Mitten in der Stadt, keine zwei Kilometer von der Front entfernt, hat Sebastian Jünemann, ein 39-jähriger Rettungsassistent aus Berlin, in einem verlassenen Haus eine Krankenstation eingerichtet. Mit Kollegen der von ihm gegründeten Hilfsorganisation Cadus versorgt er dort Schwerverletzte, vor allem fliehende Zivilisten. Wir haben ihn vor einigen Tagen im Heimaturlaub gesprochen. 

fluter.de: Du bist seit ein paar Tagen aus Mossul zurück. Wie geht es dir? 

Sebastian Jünemann: Seit ich 20 bin, arbeite ich im Katastrophendienst. Über all die Jahre habe ich Verarbeitungsmechanismen entwickelt. Ich weiß: Tot ist tot. Das kann ich nicht beeinflussen. Aber natürlich sehen wir Sachen, die verarbeitet man nicht so leicht. Wie einen Fünfjährigen mit zerfetzten Armen und Beinen.

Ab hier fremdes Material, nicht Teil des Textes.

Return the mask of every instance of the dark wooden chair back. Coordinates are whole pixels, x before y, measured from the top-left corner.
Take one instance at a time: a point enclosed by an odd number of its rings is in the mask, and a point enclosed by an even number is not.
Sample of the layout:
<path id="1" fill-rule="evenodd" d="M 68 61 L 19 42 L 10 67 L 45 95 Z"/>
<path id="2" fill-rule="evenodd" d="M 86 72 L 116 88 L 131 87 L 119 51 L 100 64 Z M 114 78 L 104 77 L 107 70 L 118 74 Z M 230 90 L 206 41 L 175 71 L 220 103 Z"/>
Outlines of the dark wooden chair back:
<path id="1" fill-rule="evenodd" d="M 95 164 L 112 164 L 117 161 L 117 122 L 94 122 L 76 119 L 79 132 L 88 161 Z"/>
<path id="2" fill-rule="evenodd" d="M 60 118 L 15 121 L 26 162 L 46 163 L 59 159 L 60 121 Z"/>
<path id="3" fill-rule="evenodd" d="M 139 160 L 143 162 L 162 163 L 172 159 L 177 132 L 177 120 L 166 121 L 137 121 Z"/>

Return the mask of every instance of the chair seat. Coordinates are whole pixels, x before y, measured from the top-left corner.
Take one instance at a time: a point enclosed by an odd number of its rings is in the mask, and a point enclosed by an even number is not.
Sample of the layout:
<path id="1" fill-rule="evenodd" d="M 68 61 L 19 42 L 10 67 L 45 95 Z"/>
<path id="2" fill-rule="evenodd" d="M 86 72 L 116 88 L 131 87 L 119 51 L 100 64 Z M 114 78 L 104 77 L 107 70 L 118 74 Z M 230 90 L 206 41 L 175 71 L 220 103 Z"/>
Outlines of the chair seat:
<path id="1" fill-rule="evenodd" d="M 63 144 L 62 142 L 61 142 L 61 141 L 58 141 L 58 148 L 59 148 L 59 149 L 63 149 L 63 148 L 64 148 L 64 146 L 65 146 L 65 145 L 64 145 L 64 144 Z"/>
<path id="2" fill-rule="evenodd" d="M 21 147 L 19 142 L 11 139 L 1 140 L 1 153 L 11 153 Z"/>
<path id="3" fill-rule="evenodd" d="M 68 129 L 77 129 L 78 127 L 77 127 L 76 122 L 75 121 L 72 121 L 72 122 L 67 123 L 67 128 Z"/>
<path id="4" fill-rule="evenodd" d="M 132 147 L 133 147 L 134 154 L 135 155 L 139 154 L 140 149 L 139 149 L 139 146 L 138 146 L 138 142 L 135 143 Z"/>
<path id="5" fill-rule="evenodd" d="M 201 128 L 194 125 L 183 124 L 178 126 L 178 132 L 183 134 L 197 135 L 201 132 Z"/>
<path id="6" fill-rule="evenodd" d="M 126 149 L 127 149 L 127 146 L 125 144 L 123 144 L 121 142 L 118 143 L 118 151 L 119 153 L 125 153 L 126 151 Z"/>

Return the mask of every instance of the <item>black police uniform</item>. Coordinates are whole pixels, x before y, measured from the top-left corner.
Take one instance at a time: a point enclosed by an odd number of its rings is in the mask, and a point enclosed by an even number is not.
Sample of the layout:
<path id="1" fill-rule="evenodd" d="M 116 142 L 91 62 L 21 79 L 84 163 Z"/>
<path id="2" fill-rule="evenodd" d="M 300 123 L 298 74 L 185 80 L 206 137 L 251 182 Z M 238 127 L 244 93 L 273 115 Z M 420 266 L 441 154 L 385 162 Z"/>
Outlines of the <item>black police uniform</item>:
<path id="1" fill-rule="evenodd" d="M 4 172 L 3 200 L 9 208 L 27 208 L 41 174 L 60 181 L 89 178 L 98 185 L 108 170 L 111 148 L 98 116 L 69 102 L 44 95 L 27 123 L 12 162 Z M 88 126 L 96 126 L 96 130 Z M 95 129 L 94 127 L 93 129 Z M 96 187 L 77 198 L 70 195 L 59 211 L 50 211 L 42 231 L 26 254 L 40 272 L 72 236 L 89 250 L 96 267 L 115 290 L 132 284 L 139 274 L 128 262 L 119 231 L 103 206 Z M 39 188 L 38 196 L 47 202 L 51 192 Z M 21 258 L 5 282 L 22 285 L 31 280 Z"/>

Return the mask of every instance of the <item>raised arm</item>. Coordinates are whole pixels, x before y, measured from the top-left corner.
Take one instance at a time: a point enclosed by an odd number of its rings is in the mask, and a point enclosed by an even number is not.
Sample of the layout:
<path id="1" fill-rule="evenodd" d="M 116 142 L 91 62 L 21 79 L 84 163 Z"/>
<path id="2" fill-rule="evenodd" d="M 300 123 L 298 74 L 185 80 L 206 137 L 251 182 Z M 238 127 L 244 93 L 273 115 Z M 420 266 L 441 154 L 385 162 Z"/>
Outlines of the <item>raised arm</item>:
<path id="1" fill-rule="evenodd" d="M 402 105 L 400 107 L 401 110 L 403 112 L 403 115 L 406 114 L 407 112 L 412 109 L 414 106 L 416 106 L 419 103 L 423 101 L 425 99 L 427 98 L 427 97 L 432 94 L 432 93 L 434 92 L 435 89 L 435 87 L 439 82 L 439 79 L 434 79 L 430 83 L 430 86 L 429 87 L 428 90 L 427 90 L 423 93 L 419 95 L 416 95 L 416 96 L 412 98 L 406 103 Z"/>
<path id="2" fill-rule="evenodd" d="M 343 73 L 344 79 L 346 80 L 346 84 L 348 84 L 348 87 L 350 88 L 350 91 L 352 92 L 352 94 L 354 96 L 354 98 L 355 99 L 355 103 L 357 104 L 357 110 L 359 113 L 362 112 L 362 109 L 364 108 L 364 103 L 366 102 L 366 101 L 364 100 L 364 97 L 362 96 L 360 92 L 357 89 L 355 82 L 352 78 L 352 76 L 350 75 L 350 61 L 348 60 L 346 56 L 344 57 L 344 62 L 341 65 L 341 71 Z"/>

Sind alle Patienten so schwer verletzt?

 

Jeder, der zu uns kommt, ist in akuter Gefahr, sein Leben zu verlieren. Viele sind von IS-Scharfschützen angeschossen worden, als sie aus der Altstadt geflohen sind. Die meisten Patienten haben aber ältere Verletzungen, die stammen von den Luftangriffen der Anti-IS-Koalition.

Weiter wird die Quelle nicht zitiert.